Our fates are intricately woven:
wolf and human will feast or famine
together as the planet makes
its evolutionary journey.

Wherever on the earth we are planted,
wherever we feel we most belong,
we are much more alike
than we are different,
global singers
of a universal song.

for Susan's Midweek Motif : Citizenship

Given today's political undoings, I wasn't sure how to respond to this prompt.
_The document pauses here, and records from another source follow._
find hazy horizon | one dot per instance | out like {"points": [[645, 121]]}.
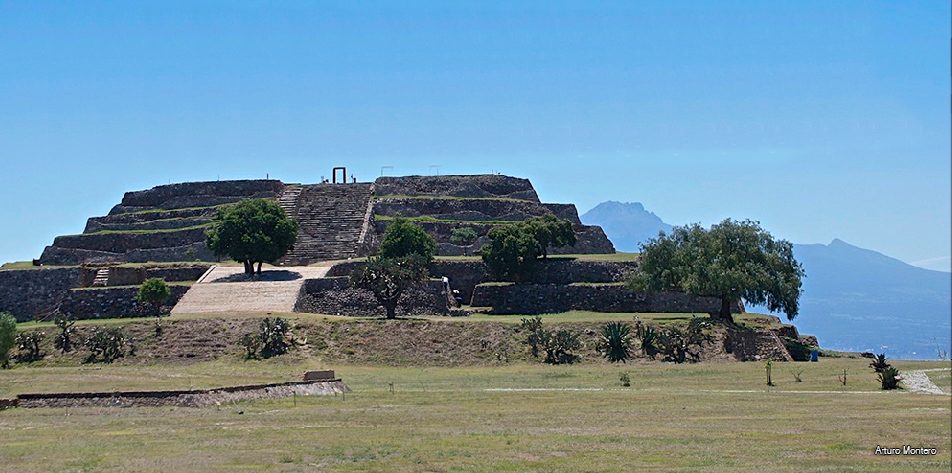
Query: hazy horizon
{"points": [[819, 120]]}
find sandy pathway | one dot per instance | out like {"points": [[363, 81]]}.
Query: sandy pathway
{"points": [[917, 381]]}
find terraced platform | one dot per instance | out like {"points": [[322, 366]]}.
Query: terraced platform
{"points": [[337, 221]]}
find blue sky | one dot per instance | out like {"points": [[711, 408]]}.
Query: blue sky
{"points": [[821, 120]]}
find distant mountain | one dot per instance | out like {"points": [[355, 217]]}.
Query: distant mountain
{"points": [[860, 300], [627, 224], [853, 299]]}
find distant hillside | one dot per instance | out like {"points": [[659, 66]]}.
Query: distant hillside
{"points": [[627, 224], [861, 300], [853, 298]]}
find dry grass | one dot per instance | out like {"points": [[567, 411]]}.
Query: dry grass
{"points": [[520, 417]]}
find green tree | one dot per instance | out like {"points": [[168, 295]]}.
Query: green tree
{"points": [[733, 260], [389, 278], [512, 253], [404, 238], [8, 336], [551, 231], [154, 292], [252, 231]]}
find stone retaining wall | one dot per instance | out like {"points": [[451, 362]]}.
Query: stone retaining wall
{"points": [[197, 194], [110, 303], [183, 398], [489, 185], [26, 293], [128, 276], [465, 275], [555, 298], [334, 296], [476, 210], [53, 255]]}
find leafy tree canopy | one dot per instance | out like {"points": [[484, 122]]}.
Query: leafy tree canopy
{"points": [[515, 248], [550, 230], [154, 291], [252, 231], [733, 260], [389, 278], [512, 253], [404, 238]]}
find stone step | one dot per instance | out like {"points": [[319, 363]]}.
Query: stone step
{"points": [[102, 278]]}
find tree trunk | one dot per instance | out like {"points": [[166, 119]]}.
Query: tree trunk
{"points": [[725, 313], [391, 308]]}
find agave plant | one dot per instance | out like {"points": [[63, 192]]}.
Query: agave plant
{"points": [[616, 342]]}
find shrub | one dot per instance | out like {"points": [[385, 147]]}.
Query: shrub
{"points": [[463, 236], [535, 335], [273, 339], [625, 379], [615, 343], [28, 344], [672, 343], [889, 378], [557, 346], [8, 331], [879, 363], [251, 343], [797, 374], [154, 292], [64, 339], [106, 343]]}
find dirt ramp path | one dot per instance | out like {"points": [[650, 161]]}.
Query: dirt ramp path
{"points": [[228, 290]]}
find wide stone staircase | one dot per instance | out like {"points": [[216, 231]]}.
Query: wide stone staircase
{"points": [[331, 217], [224, 290]]}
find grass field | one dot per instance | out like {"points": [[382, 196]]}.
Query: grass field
{"points": [[519, 417]]}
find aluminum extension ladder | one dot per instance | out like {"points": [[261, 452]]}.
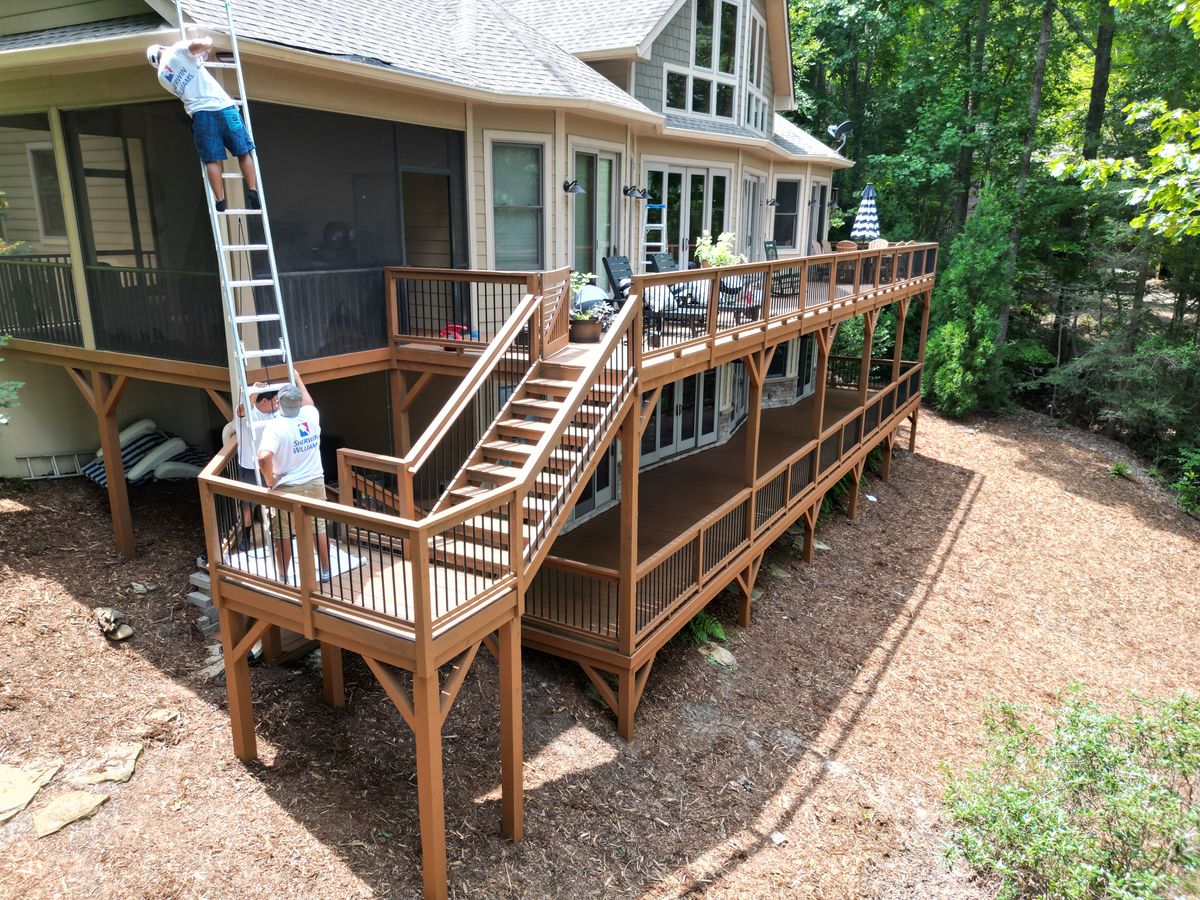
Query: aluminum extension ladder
{"points": [[250, 301]]}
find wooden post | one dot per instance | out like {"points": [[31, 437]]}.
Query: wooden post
{"points": [[106, 395], [898, 355], [241, 714], [431, 803], [511, 744], [333, 687], [630, 460], [756, 367]]}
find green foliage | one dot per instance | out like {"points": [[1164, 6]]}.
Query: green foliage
{"points": [[705, 628], [1188, 484], [961, 357], [7, 389], [1101, 807]]}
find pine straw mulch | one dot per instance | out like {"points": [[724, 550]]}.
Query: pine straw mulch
{"points": [[1001, 561]]}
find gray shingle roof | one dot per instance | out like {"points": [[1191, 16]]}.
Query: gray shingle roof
{"points": [[798, 142], [123, 27], [592, 25], [472, 43]]}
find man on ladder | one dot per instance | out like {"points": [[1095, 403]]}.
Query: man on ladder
{"points": [[216, 121]]}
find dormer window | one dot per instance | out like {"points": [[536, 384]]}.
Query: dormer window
{"points": [[709, 85]]}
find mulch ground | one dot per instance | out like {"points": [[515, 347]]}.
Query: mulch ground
{"points": [[1001, 561]]}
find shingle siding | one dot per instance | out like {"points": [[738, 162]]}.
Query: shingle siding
{"points": [[673, 47]]}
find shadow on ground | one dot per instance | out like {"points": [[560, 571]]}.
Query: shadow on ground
{"points": [[712, 751]]}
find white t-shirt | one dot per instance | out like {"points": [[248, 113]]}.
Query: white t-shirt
{"points": [[184, 75], [256, 420], [295, 444]]}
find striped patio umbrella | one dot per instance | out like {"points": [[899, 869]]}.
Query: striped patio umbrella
{"points": [[867, 222]]}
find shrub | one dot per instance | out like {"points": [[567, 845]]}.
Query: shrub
{"points": [[1120, 469], [1102, 807], [1188, 484]]}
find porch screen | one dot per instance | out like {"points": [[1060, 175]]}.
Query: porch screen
{"points": [[37, 299], [517, 205]]}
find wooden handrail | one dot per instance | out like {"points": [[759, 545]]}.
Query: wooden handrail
{"points": [[469, 385]]}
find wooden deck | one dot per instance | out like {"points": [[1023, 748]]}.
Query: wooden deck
{"points": [[675, 497]]}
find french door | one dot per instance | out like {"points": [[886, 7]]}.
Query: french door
{"points": [[683, 419], [683, 204], [753, 187], [595, 211]]}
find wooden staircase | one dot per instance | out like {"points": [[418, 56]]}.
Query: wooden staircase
{"points": [[503, 456]]}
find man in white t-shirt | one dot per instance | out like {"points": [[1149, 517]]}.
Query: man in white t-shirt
{"points": [[289, 457], [216, 123], [262, 408]]}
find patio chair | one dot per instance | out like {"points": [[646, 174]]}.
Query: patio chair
{"points": [[621, 276]]}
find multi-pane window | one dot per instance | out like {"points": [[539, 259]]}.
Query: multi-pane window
{"points": [[757, 106], [709, 87], [787, 214], [49, 198], [517, 205]]}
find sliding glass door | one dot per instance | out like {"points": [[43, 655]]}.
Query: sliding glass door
{"points": [[595, 211], [683, 419]]}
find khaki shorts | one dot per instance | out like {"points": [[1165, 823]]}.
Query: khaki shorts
{"points": [[281, 523]]}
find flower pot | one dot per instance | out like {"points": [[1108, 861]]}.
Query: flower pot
{"points": [[585, 330]]}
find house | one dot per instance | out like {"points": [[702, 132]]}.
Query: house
{"points": [[417, 159]]}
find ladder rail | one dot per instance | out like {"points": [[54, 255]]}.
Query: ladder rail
{"points": [[245, 246]]}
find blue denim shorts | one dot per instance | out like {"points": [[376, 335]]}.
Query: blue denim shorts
{"points": [[214, 131]]}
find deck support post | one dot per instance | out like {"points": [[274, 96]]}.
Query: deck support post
{"points": [[630, 461], [870, 319], [241, 714], [103, 394], [511, 735], [333, 687], [857, 474], [430, 799]]}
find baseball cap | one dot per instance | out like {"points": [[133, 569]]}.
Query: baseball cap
{"points": [[291, 400]]}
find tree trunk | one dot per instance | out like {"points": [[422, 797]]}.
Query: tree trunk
{"points": [[966, 154], [1039, 71], [1099, 97]]}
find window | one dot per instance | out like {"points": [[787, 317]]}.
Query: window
{"points": [[757, 107], [709, 88], [519, 216], [49, 198], [787, 214]]}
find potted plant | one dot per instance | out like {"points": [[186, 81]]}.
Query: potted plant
{"points": [[588, 324], [719, 252]]}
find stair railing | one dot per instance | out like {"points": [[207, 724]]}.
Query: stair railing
{"points": [[613, 371]]}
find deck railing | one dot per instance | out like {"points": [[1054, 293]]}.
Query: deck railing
{"points": [[37, 300], [679, 313], [384, 570], [456, 307]]}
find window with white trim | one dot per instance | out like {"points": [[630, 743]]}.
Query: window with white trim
{"points": [[787, 214], [519, 213], [757, 106], [51, 214], [709, 87]]}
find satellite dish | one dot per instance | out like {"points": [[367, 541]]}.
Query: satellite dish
{"points": [[840, 133]]}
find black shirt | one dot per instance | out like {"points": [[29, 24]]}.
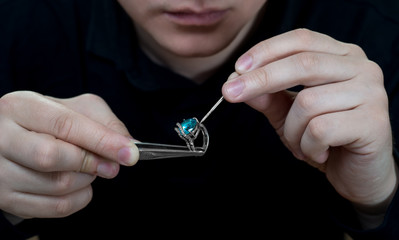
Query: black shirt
{"points": [[248, 184]]}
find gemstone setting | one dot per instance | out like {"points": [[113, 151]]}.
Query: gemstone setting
{"points": [[189, 125]]}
Until I remembered this truth.

Tuesday, April 5, 2016

The Land of Bones


allaboutbirds.org


Through gates of wisdom we,
most hopefully, step.
It is time for the dream of our life
to be coming true,
for the being of all that we truly are
to flower.
Why wait?
Time is fleeting, faster
by the hour.

I passed through the valley of elm and ash,
their branches entwined to form a protected path.
At the end of this path is the portal
to the land of bones.
I have the feeling
I am not alone.

Internally, I am shown,
where my journey lies.
I must cross this littered landscape,
with a seer's eyes,
find and pick up 
a backbone, a wishbone, 
a funny bone and
a hollow little bone*--
only the ones that are my very own.

Perched on a quaking limb,
a single prodigious egg sits in a nest.
I hear it crack, and then my quest
is blessed.
A thousand cranes lift up, into the sky.
I am granted the gift of Wonder,
and put it in my pack.
There be spirits here,
and there is no turning back.

Raven sits before me, huddled on the path.
She speaks a single gobble-cry,
turns  into Flight
without a sound.
Her flight path has teachings in it
for who we are:
citizens of earth,
grounded, yet sky-bound.

When she lands on a topmost scrag,
she points her wing into the forest dark.
I quake, but have no choice,
my inner guide informs.
When I pass through Night so dark,
I emerge into the morning light
transformed.

It is frightening:
Nothing will ever be the same again.
It is liberating:
Nothing will ever be the same again.

When Raven calls to you, 
and points her feathery wing,
listen closely for the
message she will bring.


*Indigenous people believe these are the foundations of our being: backbone for strength, wishbone for dreams, funny bone for essential humour and a hollow little bone, for trust and faith in the Great Mystery.

It is also believed that all women came from the elm, all men from the ash.

It doesn't feel like a year (March 2015)  since I wrote this poem. But it has been. Sigh.

Posted for the Tuesday Platform at Real Toads, where we are free to post an old poem, though I did write a silly ditty for Day 5.